A House for the Digital Twin
The visual representation of the digital twin will most likely be delegated to some type of 3D software. Standard CAD packages, simulation programs or lightweight 3D viewers might fit the bill, depending on the volume of data and degree of details involved.
“[The visualization program you use] really depends on the level of details you want to see,” says Altair’s Sampson. “If [the digital twin] is a full vehicle model, I would imagine you’d need something like HyperMesh/HyperView and HyperGraph. But if the model is more localized—a part or subsystem kept on a local machine—maybe SimLab or Inspire would be more appropriate.”
Non-experts may want to visualize the data in a lightweight viewer, but the industry has yet to adopt a single viewer that will show geometry and detailed simulation results, Altair’s Parameshwaran says.
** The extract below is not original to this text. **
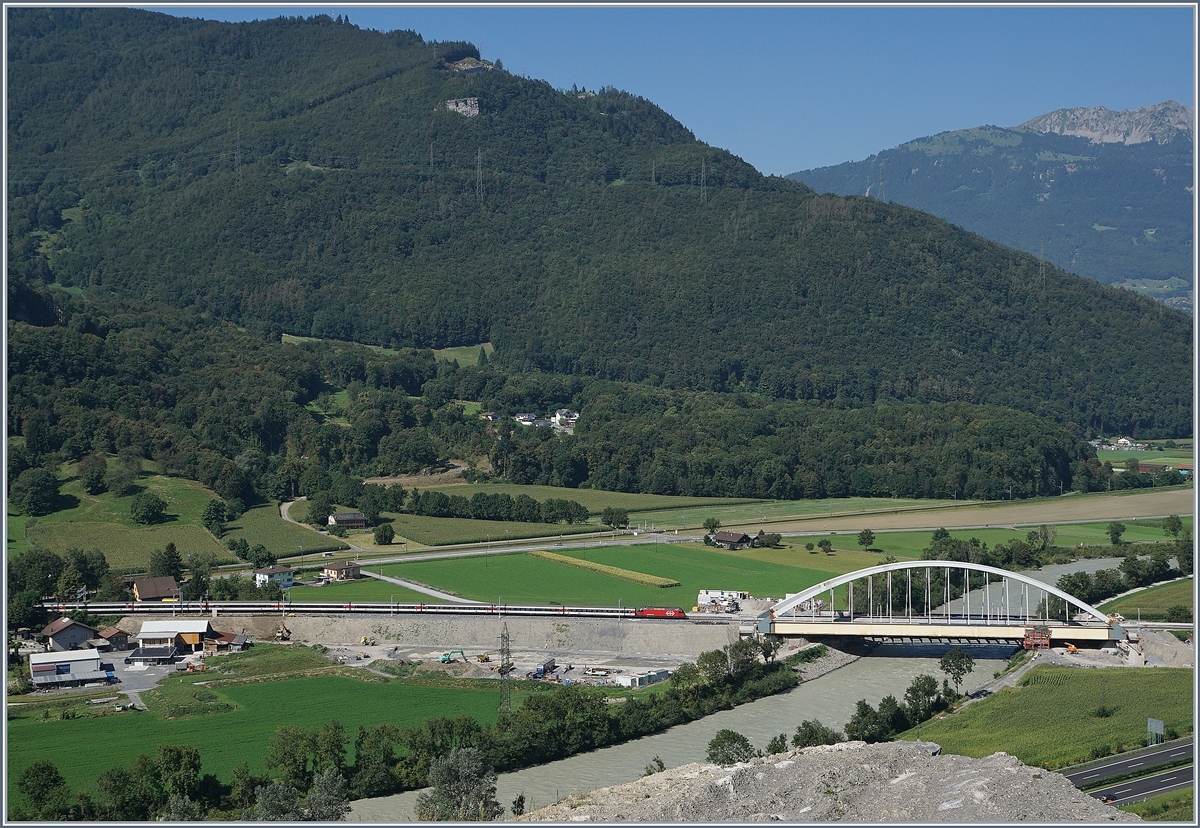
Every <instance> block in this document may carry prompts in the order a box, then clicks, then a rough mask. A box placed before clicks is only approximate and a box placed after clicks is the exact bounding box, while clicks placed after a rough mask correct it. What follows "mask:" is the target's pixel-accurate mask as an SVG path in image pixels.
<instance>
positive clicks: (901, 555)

“The idea is to have a representation that’s as close to the real thing in the field as possible,” Lamy says. “PTC Creo fits the purpose quite well, because it can consolidate several components of the product from different CAD formats into a single model. Some people might not want to use an engineering tool like CAD to view a digital twin. PTC Creo View or Vuforia can provide a lightweight representation.”
In late 2015, PTC acquired Vuforia, an AR platform, from a subsidiary of the telecom giant Qualcomm. The company explained the purchase as part of its strategy to provide “technologies and solutions that blend the digital and physical worlds.”
“Together with partners of the European MODELISAR project and the Modelica Association, we developed the FMI standard,” says Dassault Systèmes’ Forgeau. “With this standard, you can have a virtual representation of a complex system, including its multibody kinematics, deformations, mechanics, hydraulics, etc. and electronics. That’s the interface to connect a CATIA digital model to real-time sensor data.”
Open Data Exchange
Most vendors advocating or championing the digital twin paradigm have figured out ways to support and maintain such a model within their own software offerings, usually in a mix of CAD programs, system modeling tools and data management tools. But in reality, the model will most likely need to reside in a mixed-software environment where the underlying data structure is supported by software from a number of competing vendors and some custom codes developed in-house.
“Engineers can leverage Simcenter 3D’s best-in-class simulation modeling as a centralized pre- and post-processing environment to support Simcenter 3D’s own solvers (NX Nastran, LMS Samcef, Simcenter Thermal, Simcenter Flow, Simcenter Motion, Simcenter Acoustics BEM) as well as external solvers, like Abaqus, ANSYS, LS-DYNA and MSC Nastran,” says Farrell.
PTC’s Lamy says: “We can use CAD and PLM interoperability tools to bring the required information into the PTC solutions first and then leverage this information to create the digital twin representation.”
The fact that a digital twin is a composite portrait created from various data sources (sensors, PLM, ERP, CAD and CAE) presents an interoperability conundrum. It means there’s no easy way to transfer a digital twin in its entirety from one environment to another. You may, however, transfer different aspects of the model using the appropriate tools. For example, using 3D exchange formats to transfer the geometry, using XML formats to transfer the PLM and enterprise data, and so on.
Until the industry figures out a way to package such a model into a software-independent format with all of its history and parameters intact, the digital twin can’t travel. It will have to live where it’s created. Therefore, your choice of home for the digital twin is a commitment that warrants careful consideration.